Elizabeth Twp. zoning board approves variance

By on January 2, 2019

The Elizabeth Township Zoning Board has approved a zoning variance to allow plans for a new farm-to-table dinner venue to move forward.

Elizabeth Farms on Hopeland Road plans to open a seasonal drive-through, farm-to-table dinner venue, possibly operating from May through October.

William D. Coleman, who owns the property, said the business will offer locally sourced meats and vegetables one or two days a week, five or six hours a day, on the site of Elizabeth Farms — a well-known local Christmas tree provider.

The zoning hearing board unanimously approved the request for a variance on Dec. 12. Elizabeth Farms dates to 1758, and was named a National Historic Landmark in 1956. It is also designated a Bicentennial Farm by the Department of Agriculture, and named a joint Agricultural and Conservation Easement for about a decade. Coleman said the Ag Preservation Board positively views the venture as agri-tourism and the food venue will not alter or impede the agricultural use of the farm.

He envisions barbeque pits on existing concrete pads, the location of two former silos. Coleman said plans call for the barbeque pits to roast locally-raised pork, and various local food trucks will provide beef and chicken, fries, and more.

The trucks and their offerings will change from time to time, he said. Coleman proposes to offer Mangalitsa hogs, a Hungarian breed that produces red meat and is often used for ham. These hogs have a wooly, almost sheep-like coat, and are often raised as free-range animals, he said.

The farm’s existing 60 by 65 foot courtyard will be covered by a seasonal tent, providing seating for guests who choose to dine on the historic property. The parking area for 78 vehicles that currently serves the Christmas tree business will also serve the food venue. Coleman said customers will use the entrance driveway that served the seasonal light show customers. The ticket booth will serve as an information booth, and the limited FM transmitter, as well as a web site, will announce the day’s menu.

Because Coleman doesn’t want to deal with building codes, all activities related to the food venue will be outdoors. The only exception will be accessible restrooms added to an existing building. An on-lot sewage disposal system will be installed.

Approximately one acre of the farm will be used for the food business. This portion of the property is located in the agricultural zone, not in the conservation zone. The proposed use required a variance of the zoning requirement that at least one owner of a farm occupation live on the property where the farm occupation is located. The property is owned by Furnace Run Holdings, 121 East King Street, Lancaster.
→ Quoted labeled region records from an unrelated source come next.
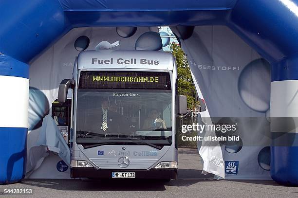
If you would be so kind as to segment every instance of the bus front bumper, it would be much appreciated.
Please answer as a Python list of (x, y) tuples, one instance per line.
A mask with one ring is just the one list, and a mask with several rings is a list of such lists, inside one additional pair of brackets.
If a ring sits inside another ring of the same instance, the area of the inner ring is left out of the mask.
[(112, 178), (112, 172), (135, 173), (136, 179), (177, 179), (177, 169), (149, 170), (131, 169), (100, 169), (95, 168), (71, 167), (72, 178)]

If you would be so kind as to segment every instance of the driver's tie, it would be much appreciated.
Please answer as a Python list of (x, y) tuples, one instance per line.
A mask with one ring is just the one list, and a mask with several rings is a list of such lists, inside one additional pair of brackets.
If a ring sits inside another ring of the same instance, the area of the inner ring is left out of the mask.
[(108, 128), (108, 126), (107, 125), (107, 115), (106, 114), (106, 111), (104, 112), (103, 117), (102, 118), (102, 125), (101, 125), (101, 129), (104, 131), (107, 130)]

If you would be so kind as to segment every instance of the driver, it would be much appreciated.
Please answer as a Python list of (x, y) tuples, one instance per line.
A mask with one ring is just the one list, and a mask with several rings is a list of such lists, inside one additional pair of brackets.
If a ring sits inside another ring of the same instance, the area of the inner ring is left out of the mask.
[(160, 113), (157, 109), (151, 109), (148, 114), (148, 118), (146, 118), (144, 122), (143, 129), (160, 128), (166, 129), (166, 122), (159, 118), (160, 116)]

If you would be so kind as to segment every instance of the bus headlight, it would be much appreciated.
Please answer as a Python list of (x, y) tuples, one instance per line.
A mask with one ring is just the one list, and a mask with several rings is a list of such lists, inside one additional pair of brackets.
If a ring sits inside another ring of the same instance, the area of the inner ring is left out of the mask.
[(83, 160), (72, 160), (71, 167), (74, 168), (92, 168), (93, 166), (89, 162)]
[(177, 162), (163, 162), (156, 165), (154, 168), (177, 168)]

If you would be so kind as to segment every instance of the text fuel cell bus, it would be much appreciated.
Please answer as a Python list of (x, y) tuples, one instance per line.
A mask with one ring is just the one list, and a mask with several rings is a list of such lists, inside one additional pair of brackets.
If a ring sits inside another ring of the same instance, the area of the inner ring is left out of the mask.
[(170, 53), (80, 53), (59, 88), (60, 102), (73, 90), (72, 178), (176, 178), (176, 120), (186, 110), (177, 78)]

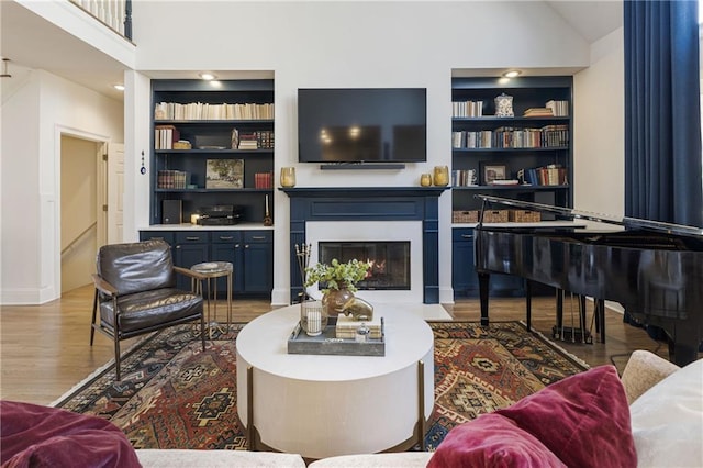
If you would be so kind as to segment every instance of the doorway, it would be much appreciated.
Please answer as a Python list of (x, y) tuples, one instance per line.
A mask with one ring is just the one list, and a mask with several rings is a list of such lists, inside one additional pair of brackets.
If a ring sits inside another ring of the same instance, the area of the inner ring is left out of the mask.
[(122, 242), (122, 144), (60, 135), (60, 291), (89, 285), (96, 253)]

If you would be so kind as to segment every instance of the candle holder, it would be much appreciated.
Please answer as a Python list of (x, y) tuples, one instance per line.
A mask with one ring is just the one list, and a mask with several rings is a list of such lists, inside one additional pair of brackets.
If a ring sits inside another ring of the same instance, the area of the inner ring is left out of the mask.
[(322, 301), (302, 299), (300, 302), (300, 326), (308, 336), (319, 336), (327, 326), (327, 308)]
[(295, 187), (295, 168), (281, 167), (281, 187)]

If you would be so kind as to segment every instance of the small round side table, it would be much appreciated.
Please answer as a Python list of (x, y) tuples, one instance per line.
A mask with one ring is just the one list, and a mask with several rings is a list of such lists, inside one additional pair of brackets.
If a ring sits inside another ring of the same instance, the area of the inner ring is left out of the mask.
[[(232, 277), (234, 274), (234, 266), (228, 261), (205, 261), (202, 264), (196, 264), (190, 267), (192, 271), (196, 271), (205, 277), (207, 283), (207, 308), (208, 308), (208, 330), (210, 332), (210, 339), (212, 339), (212, 326), (217, 326), (217, 278), (227, 277), (227, 323), (226, 330), (230, 331), (230, 323), (232, 323)], [(212, 283), (214, 282), (214, 287)], [(202, 281), (196, 282), (196, 292), (202, 293)], [(212, 297), (214, 302), (213, 317), (214, 321), (210, 322), (210, 298)], [(222, 331), (222, 328), (221, 328)]]

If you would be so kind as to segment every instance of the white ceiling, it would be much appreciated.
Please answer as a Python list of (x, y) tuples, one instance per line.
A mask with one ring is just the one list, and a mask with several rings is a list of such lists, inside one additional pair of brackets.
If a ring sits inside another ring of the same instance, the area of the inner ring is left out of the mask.
[[(589, 43), (615, 31), (623, 23), (622, 0), (549, 0), (546, 3)], [(112, 85), (123, 80), (125, 66), (119, 60), (14, 1), (0, 0), (0, 56), (11, 60), (8, 73), (13, 75), (11, 79), (2, 78), (0, 86), (11, 87), (12, 82), (20, 82), (19, 78), (29, 73), (29, 69), (44, 69), (101, 94), (122, 100), (122, 93), (112, 88)], [(141, 71), (150, 76), (148, 71)], [(231, 71), (213, 71), (221, 79), (235, 78)], [(153, 75), (154, 78), (166, 78), (163, 73)], [(171, 73), (168, 78), (198, 77), (196, 71), (183, 71), (178, 76)]]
Coleman is the eighth generation of his family to own the farm. The property includes a sandstone dwelling, a tenant house, a large barn and various outbuildings. The farm manager lives on the farm year round, and Coleman’s daughter and her husband will live on the adjoining farm, he said. The holdings firm owns two more adjoining farms, for a total of almost 350 acres.

Because ag preservation rules preclude the parking area to be paved, no new impervious area will be created. The hogs will be raised by Steve Garman on the Farrington farm on Speedwell Forge Road, one of the first farms to be preserved in Elizabeth Township.